Nick Kristoff (New York Times, Sept. 24, 2015) writes today about Pope Francis’ conviction that dogs will go to heaven. That notion, attractive as it is, opens up a host of questions about how we value other creatures as well.
In his concern for the marginalized and the voiceless, Kristoff writes, Francis “suggests that animals will go to heaven and that the Virgin Mary ‘grieves for the sufferings’ even of mistreated livestock.” The pope has written, “Eternal life will be a shared experience of awe, in which each creature, resplendently transfigured, will take its rightful place.”
But the article ends with comments from the theologian Charles Camosy who says that he “would have also welcomed Francis’ clarifying our moral obligations to, say, pigs versus mosquitoes.” That is, if farm animals and pets are worthy of kindness and salvation, shouldn’t we grant the same to mosquitoes and other pests? If not, on what grounds? That they don’t feed us or love us?

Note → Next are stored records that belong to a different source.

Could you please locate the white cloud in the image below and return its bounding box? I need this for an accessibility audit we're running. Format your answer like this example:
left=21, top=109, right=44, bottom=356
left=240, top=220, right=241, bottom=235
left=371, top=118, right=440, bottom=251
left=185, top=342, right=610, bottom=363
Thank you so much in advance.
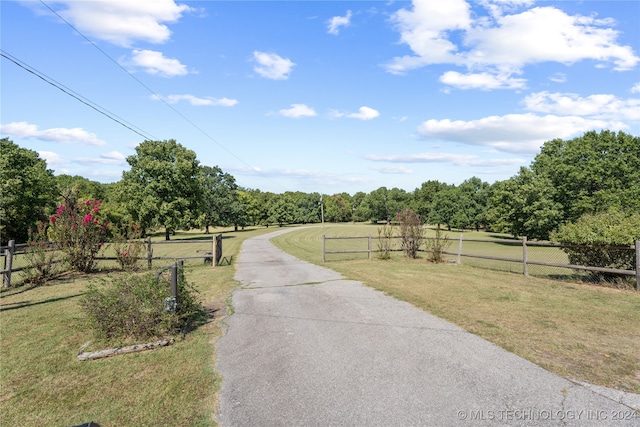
left=440, top=71, right=527, bottom=90
left=524, top=92, right=640, bottom=121
left=124, top=49, right=188, bottom=77
left=418, top=113, right=627, bottom=154
left=327, top=10, right=351, bottom=35
left=45, top=0, right=195, bottom=47
left=278, top=104, right=317, bottom=119
left=73, top=151, right=127, bottom=165
left=38, top=151, right=67, bottom=169
left=156, top=94, right=238, bottom=107
left=253, top=50, right=296, bottom=80
left=385, top=0, right=640, bottom=89
left=365, top=153, right=525, bottom=167
left=373, top=166, right=413, bottom=175
left=0, top=122, right=106, bottom=145
left=329, top=106, right=380, bottom=120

Aside from the question of who goes to heaven—as a non-theist, it is indeed aside to me—what makes all creatures precious, I believe, is not whether they serve humans as pets and livestock do, nor even whether they have the capacity to suffer. It is the reality that we are all living things. We—all animals and even plants—are precious because we are born, we struggle (the sentient ones suffer pain, the non-sentient, such as mosquitoes and plants, experience weakness, injury, disease) and we die. These are the criteria that should call forth our care towards living things great and small, not whether they serve humankind or go to heaven.
I suspect that Francis probably shares this outlook to an extent, in the context of his theology, for he is passionate about our responsibility for nature. The quotation above suggests as much. Perhaps in the future he will extend his blessing of pets and livestock to other or even all living things, in his thoughtful, gentle way.